Abstracting away the hardware differences seems like exactly the wrong thing to do, from a customer’s perspective. Why did I buy Device X if the software for it deliberately ignores the features and functions that make it unique? Why offer 31 flavors if they all taste like vanilla?
Universal programming models do more than just ignore unique features. They actively prevent their use. Microsoft’s UWP guidelines suggest that you’re welcome to write UWP apps for a specific platform (a Windows PC, for instance). But that doesn’t make the PC features any more accessible. UWP apps still don’t have access to the PC’s file system. They can’t run at startup, which PC programs have been able to do for, oh, 35 years. Drag and drop is severely limited. You can’t take advantage of dual graphics cards. In fact, your GPU drivers may not work, and your 3D tweaks will likely crash. Playing PC games? Good luck with that, because UWP abstracts away the stuff that makes a PC good for gaming, on the grounds that – boo hoo – they might not be available on other UWP platforms. The phrase “lowest common denominator” comes to mind.
The other is “one size fits all.” Remember when that used to be a good thing? Now it’s deployed only in sarcastic mode, slamming products that are poorly constructed and not well suited to their purpose. Hello, universal applications, the cheap suit of the 21st Century.

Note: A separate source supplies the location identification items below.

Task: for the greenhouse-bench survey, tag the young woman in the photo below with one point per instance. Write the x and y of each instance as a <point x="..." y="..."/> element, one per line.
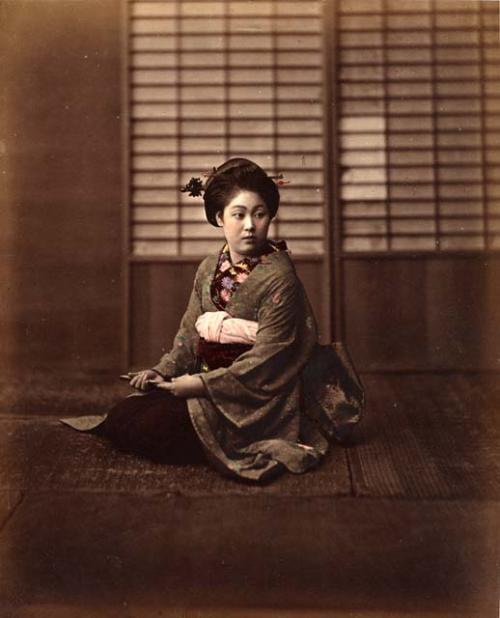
<point x="245" y="379"/>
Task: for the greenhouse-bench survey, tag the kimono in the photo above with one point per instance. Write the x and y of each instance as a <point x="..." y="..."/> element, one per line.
<point x="280" y="403"/>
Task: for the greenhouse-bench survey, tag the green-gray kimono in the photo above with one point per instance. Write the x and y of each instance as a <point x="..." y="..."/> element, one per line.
<point x="278" y="403"/>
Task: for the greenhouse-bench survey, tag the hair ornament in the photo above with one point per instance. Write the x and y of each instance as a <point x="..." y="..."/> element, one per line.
<point x="280" y="180"/>
<point x="195" y="187"/>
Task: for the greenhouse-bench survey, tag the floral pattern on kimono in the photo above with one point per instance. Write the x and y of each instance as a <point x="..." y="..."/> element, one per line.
<point x="251" y="423"/>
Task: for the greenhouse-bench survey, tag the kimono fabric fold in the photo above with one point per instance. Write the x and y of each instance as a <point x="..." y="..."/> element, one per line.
<point x="276" y="405"/>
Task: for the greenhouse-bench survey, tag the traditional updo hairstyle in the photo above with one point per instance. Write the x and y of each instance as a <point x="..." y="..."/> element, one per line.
<point x="230" y="178"/>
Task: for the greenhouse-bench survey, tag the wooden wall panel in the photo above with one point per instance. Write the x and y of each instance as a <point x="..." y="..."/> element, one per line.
<point x="60" y="187"/>
<point x="435" y="313"/>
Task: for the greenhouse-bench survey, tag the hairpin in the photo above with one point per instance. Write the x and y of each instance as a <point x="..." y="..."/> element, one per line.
<point x="195" y="186"/>
<point x="280" y="180"/>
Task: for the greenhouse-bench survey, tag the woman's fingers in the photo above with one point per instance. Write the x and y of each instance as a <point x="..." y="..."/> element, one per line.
<point x="166" y="386"/>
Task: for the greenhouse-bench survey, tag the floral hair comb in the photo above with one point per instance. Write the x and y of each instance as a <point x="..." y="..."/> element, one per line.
<point x="195" y="187"/>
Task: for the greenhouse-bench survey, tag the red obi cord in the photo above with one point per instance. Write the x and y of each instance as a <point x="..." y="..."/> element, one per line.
<point x="215" y="355"/>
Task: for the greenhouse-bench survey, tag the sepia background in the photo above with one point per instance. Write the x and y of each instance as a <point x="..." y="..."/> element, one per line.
<point x="384" y="116"/>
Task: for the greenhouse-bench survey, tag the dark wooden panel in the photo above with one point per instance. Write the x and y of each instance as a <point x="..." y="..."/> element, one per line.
<point x="384" y="308"/>
<point x="428" y="313"/>
<point x="159" y="295"/>
<point x="60" y="194"/>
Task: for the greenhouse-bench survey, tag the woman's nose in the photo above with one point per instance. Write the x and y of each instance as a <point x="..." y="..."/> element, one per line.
<point x="249" y="223"/>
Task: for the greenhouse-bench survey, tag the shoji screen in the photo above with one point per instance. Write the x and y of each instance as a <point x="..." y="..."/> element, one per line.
<point x="210" y="79"/>
<point x="419" y="125"/>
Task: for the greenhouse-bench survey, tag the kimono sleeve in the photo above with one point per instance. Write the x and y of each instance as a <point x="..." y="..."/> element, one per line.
<point x="249" y="388"/>
<point x="182" y="357"/>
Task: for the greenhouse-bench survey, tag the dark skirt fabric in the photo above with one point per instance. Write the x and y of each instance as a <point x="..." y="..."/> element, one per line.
<point x="155" y="425"/>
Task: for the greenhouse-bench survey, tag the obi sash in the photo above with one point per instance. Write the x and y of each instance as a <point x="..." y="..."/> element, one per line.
<point x="214" y="355"/>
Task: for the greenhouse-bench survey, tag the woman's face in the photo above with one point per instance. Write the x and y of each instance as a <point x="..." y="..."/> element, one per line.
<point x="245" y="222"/>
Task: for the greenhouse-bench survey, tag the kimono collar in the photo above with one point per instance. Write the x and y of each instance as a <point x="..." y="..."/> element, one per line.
<point x="249" y="263"/>
<point x="228" y="276"/>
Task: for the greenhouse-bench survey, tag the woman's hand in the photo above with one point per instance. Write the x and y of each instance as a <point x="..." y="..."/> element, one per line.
<point x="185" y="386"/>
<point x="145" y="379"/>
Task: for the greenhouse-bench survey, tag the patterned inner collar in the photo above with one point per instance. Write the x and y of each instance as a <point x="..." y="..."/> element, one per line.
<point x="270" y="247"/>
<point x="228" y="276"/>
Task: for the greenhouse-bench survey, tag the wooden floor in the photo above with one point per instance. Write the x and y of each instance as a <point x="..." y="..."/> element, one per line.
<point x="402" y="522"/>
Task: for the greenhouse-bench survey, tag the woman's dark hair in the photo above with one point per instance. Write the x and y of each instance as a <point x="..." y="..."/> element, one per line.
<point x="238" y="175"/>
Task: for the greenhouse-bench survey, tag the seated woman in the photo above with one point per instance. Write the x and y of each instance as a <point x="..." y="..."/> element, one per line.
<point x="245" y="371"/>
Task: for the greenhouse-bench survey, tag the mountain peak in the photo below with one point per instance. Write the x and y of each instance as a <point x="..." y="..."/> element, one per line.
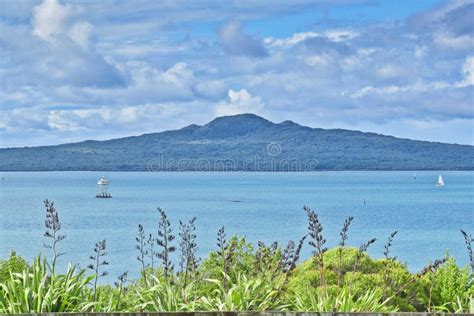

Portable applications rely heavily on sandboxes – sequestered bits of virtual machine isolated from the real computer for safety and portability. They are, almost by definition, limited and with incomplete access to the hardware and the operating system. They’re baby-safe spaces with no sharp corners. It’s supposed to make them (and the apps they contain) safe. But it also makes them rubber-padded playgrounds. Instead of buggy (or malicious) code secretly infecting the host machine, it just asks permission instead. Click-fatigued users will blithely accept any request that an app pops up. Can you access my camera? Sure. My wireless network? Go ahead. My contact list? Go for it. And so on… The universal app is just as harmful as before. But now you get to blame the customer for it.
The very existence of sandboxes for anything other than testing underlines their limitations. What, your software is so unreliable that it has to be caged?
Even little kids know that it’s important to be able to play well with others. And that, while we all share certain basic traits, we also have important differences from one another. If “variety is the very spice of life, that gives it all its flavor,” then celebrate those differences. Don’t be like the mindless drones in the “1984” commercial. You didn’t choose your favorite products because they were bland and unremarkable. Don’t peddle vanilla when you can provide the spice.